Dialogues

Race in America

Dear Randy:

       That Bill Lann Lee’s nomination was temporarily stopped by the GOP-dominated Senate Judiciary Committee simply suggests that a few Republicans for once had the courage to join the overwhelming majority of Americans in opposing racial preferences. The Civil Rights Act of 1997, which reaffirms the nondiscriminatory language of the great 1964 Civil Rights Act, has suffered quite a different fate. Republicans are too terrified of the consequences of dissenting from the liberal consensus that dominates racial discourse to back the bill. You have named every national publication that speaks in a voice that departs from civil-rights orthodoxy, and with the exception of the Wall Street Journal, these publications reach a very limited readership. Moreover, writers on race who appear in Commentary, the Weekly Standard, and other such journals do so under a totally unwarranted cloud of moral suspicion.

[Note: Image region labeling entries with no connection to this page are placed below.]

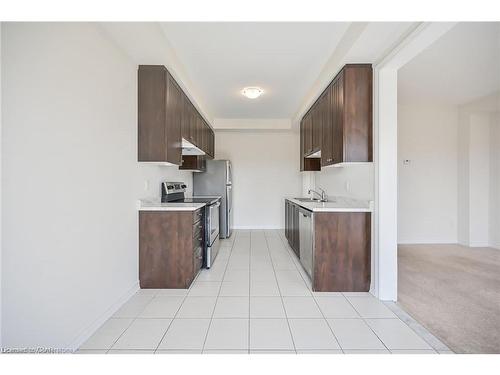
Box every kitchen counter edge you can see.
[137,199,206,211]
[285,197,373,212]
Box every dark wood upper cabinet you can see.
[300,64,373,171]
[181,95,192,141]
[138,65,215,166]
[320,84,333,166]
[138,65,181,165]
[340,64,373,162]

       You know perfectly well the depth of Steve’s and my commitment to the cause of racial equality. And yet the most extraordinary abuse has been hurled at us by, among others, the president’s point man on affirmative action, Christopher Edley, your colleague at the Harvard Law School. Two months before our book came out, Edley dismissed us as unfit for participation in the national racial dialogue–a view that the president happily ignored. More recently, Edley has labeled one of us a “high priestess” of “racial counterrevolution” and our book “a crime against humanity.”

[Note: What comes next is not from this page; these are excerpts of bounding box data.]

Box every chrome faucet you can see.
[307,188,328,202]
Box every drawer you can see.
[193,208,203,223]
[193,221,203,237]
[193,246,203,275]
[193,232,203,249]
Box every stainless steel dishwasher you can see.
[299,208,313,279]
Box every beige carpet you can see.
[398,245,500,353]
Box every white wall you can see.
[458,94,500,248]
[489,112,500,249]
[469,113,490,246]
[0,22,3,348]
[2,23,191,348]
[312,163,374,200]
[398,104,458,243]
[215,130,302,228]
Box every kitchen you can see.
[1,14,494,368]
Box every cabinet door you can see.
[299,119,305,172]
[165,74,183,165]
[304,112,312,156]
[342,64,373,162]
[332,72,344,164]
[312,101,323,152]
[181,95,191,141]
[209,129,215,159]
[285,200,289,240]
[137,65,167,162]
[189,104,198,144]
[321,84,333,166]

       What price do those who engage in such dishonest, ugly rhetoric pay? None, because those who are viewed as part of the civil-rights community can still draw on the moral capital accumulated in the struggle for civil rights in the 1950s and 1960s. They have a free ride, even when they distort a work of scholarship beyond recognition and attempt to sully the public image of two authors whose disdain for those who are ignorant of the history of black suffering and indifferent to ongoing discrimination is obvious. (The distortion of our work in general is mind-boggling. Franklin Foer in Slate suggests we have failed to keep the integrationist faith and believe integration hasn’t succeeded. We have kept the faith and argue precisely the opposite–by numerous measures America has become remarkably integrated. What is he talking about?)

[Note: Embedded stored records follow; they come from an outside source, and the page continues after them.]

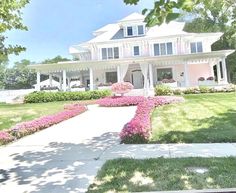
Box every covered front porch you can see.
[30,50,233,93]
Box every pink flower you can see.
[111,82,134,94]
[120,96,184,143]
[10,104,87,138]
[0,131,15,145]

       Nowhere do we say that all government effort is doomed to futility. Better public schools are fundamental to the drive for racial equality. But entrepreneurs are the key to good jobs–not the government. And (as the Institute for Justice has been so effectively arguing) too many government regulations inhibit entrepreneurship–that of blacks and whites alike. On the matter of “governmental effort,” you say we are “very, very, very, very, very wrong.” With five verys you have gone into emotional overdrive, at which point you cease to be a scholar and become an impassioned political polemicist. Surely, this is not an issue on which either side is totally wrong.
       We are sorry that you continue to fret over our sparse use of the phrase “black crime,” for we do make your point, clearly and forcefully. This is what we say on Page 259: “We speak of ‘black crime’ as a convenient shorthand, hard to avoid. And yet, unlike ‘black poverty,’ it is a loaded phrase, implying some sort of innate predisposition to engage in illegal activity. As such, it seems to echo racist assumptions about blacks as a primitive people, gripped by passions, more likely to commit crimes unless controlled by white authorities. In fact, of course, crime is an individual failing, and the statistical generalization that blacks are disproportionately both perpetrators and victims must never obscure the vital fact that most black citizens are law-abiding.”
       In other words, you have a point, and we made it. But for goodness’ sake, keep it in perspective. When people use the phrase “white racism,” are we to assume they think all whites are racists? Of course not.
       Two final points: We are not going to bore Slate readers with an argument over the Patterson case. And we believe that your charge that we paid too little attention to white racism is unfounded. But, yes, unlike Andrew Hacker et al., we do not view white racism as the central problem confronting blacks today, and we were heartened to see the results of a recent CNN-Time poll that shows nine out of 10 black teen-agers agree with us. If you want to argue about the level of white racism, then provide data. Otherwise, we’re back to useless, anti-intellectual, counterproductive emoting.